Customer Data Ownership And Exit
Make it clear customers own their content and can export it in a sensible format. Provide a standard data export window and a deletion schedule after termination. This builds trust and reduces friction at renewal time.
Open‑Source And Third‑Party Components: Do’s And Don’ts
Most modern software stacks use open‑source libraries and third‑party APIs. That’s fine – but you need a handle on the licences that come with them.
- Track components: maintain a bill of materials (BOM) so you know which licences apply (MIT, Apache 2.0, GPL, LGPL, etc.).
- Comply with notices: many licences require attribution and to include the original licence text with your distributions.
- Beware copyleft: strong copyleft licences (e.g. GPL) can require disclosure of source for derivative works. Mitigate by isolating components or choosing permissive alternatives if your business model depends on closed source.
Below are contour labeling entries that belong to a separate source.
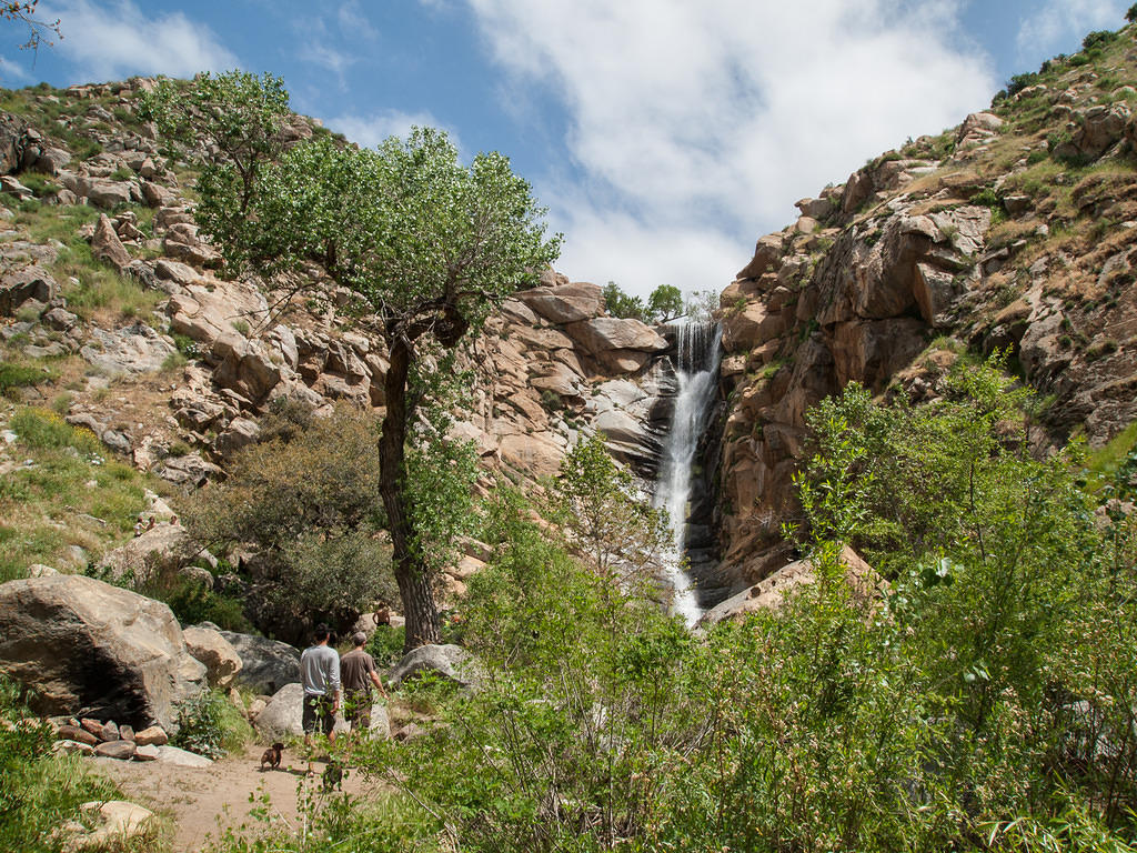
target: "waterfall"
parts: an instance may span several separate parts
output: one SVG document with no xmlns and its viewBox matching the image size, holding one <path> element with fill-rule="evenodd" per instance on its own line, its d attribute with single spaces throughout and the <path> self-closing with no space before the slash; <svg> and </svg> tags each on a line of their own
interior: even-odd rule
<svg viewBox="0 0 1137 853">
<path fill-rule="evenodd" d="M 687 550 L 695 455 L 719 379 L 721 334 L 717 323 L 677 323 L 671 329 L 675 332 L 675 407 L 663 441 L 652 503 L 667 511 L 671 523 L 673 549 L 667 558 L 666 581 L 674 590 L 672 610 L 692 626 L 703 615 L 703 610 L 681 563 Z"/>
</svg>

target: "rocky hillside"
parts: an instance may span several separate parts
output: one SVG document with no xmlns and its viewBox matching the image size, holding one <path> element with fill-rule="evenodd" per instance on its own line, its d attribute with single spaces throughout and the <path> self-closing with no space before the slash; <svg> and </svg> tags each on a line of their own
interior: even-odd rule
<svg viewBox="0 0 1137 853">
<path fill-rule="evenodd" d="M 0 494 L 8 577 L 33 563 L 93 561 L 138 512 L 153 511 L 158 495 L 176 510 L 180 491 L 223 478 L 232 454 L 257 440 L 258 416 L 274 400 L 382 411 L 381 341 L 345 312 L 347 295 L 319 270 L 304 282 L 221 273 L 193 221 L 193 154 L 136 117 L 150 85 L 135 78 L 0 96 L 0 358 L 9 398 L 0 470 L 20 483 Z M 294 116 L 283 133 L 291 141 L 326 131 Z M 581 430 L 600 430 L 619 456 L 650 473 L 653 424 L 671 388 L 661 358 L 669 347 L 636 320 L 606 316 L 600 288 L 551 270 L 541 287 L 507 300 L 466 355 L 478 387 L 456 425 L 476 442 L 485 485 L 497 473 L 530 482 L 554 474 Z M 105 455 L 133 469 L 116 469 L 130 488 L 111 506 L 30 485 L 49 462 L 26 457 L 23 433 L 31 422 L 50 430 L 58 417 L 89 431 L 93 445 L 81 455 L 94 473 L 47 491 L 84 481 L 101 489 L 94 474 Z"/>
<path fill-rule="evenodd" d="M 1137 28 L 1015 77 L 990 109 L 868 163 L 757 241 L 722 293 L 721 538 L 736 587 L 786 557 L 806 409 L 846 383 L 913 400 L 995 350 L 1041 446 L 1137 415 Z"/>
</svg>

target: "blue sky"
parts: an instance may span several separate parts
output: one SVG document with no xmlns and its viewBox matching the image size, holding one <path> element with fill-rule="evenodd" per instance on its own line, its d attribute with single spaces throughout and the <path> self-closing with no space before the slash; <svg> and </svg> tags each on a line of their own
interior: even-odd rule
<svg viewBox="0 0 1137 853">
<path fill-rule="evenodd" d="M 412 124 L 507 154 L 575 280 L 721 289 L 792 202 L 1117 28 L 1129 0 L 41 0 L 8 86 L 281 75 L 360 144 Z M 33 66 L 34 61 L 34 66 Z"/>
</svg>

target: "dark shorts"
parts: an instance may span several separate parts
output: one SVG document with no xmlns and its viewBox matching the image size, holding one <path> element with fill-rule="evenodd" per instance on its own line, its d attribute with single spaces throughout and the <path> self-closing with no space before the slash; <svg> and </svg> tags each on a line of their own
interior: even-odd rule
<svg viewBox="0 0 1137 853">
<path fill-rule="evenodd" d="M 335 714 L 332 713 L 332 697 L 319 695 L 304 695 L 304 730 L 306 734 L 318 731 L 323 735 L 331 735 L 335 728 Z"/>
<path fill-rule="evenodd" d="M 371 728 L 371 691 L 343 694 L 343 719 L 351 723 L 351 730 Z"/>
</svg>

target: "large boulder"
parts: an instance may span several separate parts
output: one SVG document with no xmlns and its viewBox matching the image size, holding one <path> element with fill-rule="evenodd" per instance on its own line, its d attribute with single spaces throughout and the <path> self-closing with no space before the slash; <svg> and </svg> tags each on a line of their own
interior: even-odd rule
<svg viewBox="0 0 1137 853">
<path fill-rule="evenodd" d="M 91 238 L 91 254 L 100 260 L 106 260 L 118 272 L 123 272 L 131 264 L 131 254 L 118 239 L 107 214 L 99 214 L 99 223 L 94 226 L 94 237 Z"/>
<path fill-rule="evenodd" d="M 210 687 L 226 689 L 241 671 L 241 657 L 233 645 L 213 628 L 193 626 L 182 631 L 185 648 L 206 665 Z"/>
<path fill-rule="evenodd" d="M 35 264 L 0 275 L 0 315 L 11 316 L 28 299 L 50 303 L 56 298 L 59 285 L 44 267 Z"/>
<path fill-rule="evenodd" d="M 174 566 L 188 556 L 188 539 L 185 528 L 180 524 L 155 524 L 141 536 L 108 552 L 97 568 L 102 577 L 111 580 L 144 583 L 163 568 Z"/>
<path fill-rule="evenodd" d="M 300 652 L 288 643 L 251 633 L 218 631 L 241 659 L 236 684 L 250 690 L 274 694 L 284 685 L 300 681 Z"/>
<path fill-rule="evenodd" d="M 517 293 L 517 298 L 553 323 L 575 323 L 596 317 L 604 310 L 600 287 L 584 281 L 533 288 Z"/>
<path fill-rule="evenodd" d="M 398 687 L 404 681 L 425 674 L 434 674 L 459 687 L 476 688 L 481 684 L 481 666 L 476 659 L 454 644 L 412 649 L 391 669 L 387 682 Z"/>
<path fill-rule="evenodd" d="M 304 735 L 304 686 L 284 685 L 257 714 L 257 731 L 267 743 L 283 740 L 287 735 Z"/>
<path fill-rule="evenodd" d="M 571 323 L 567 330 L 568 334 L 592 355 L 613 349 L 659 353 L 667 348 L 667 341 L 663 336 L 631 317 L 596 317 Z"/>
<path fill-rule="evenodd" d="M 0 586 L 0 672 L 32 688 L 40 713 L 134 729 L 172 729 L 176 705 L 206 680 L 169 607 L 74 574 Z"/>
</svg>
- Watch patents: some licences include patent grants; understand if you’re comfortable with their scope.
- Vet third‑party SDKs and APIs: ensure their terms permit your intended use and don’t clash with your promises to customers.
If you commission external developers, your contract should require disclosure of open‑source use, compliance with licence obligations, and assignment of new IP. A clear Software Development Agreement is your safety net here.
Buying Software For Your Business? Key Terms To Look For
If you’re on the customer side, the right licence protects your operations. Before signing, look for:
- Scope that matches your use (number of users, locations, cloud vs on‑prem)
- Clear SLAs if downtime would hurt your business
- Strong data protection obligations and a compliant Data Processing Agreement where the vendor processes your personal data
- Fair liability cap (ideally linked to your spend and risk)
- Exit rights and data export commitments
- IP indemnity if you worry about third‑party infringement claims
- Reasonable audits and usage reporting (especially with remote work)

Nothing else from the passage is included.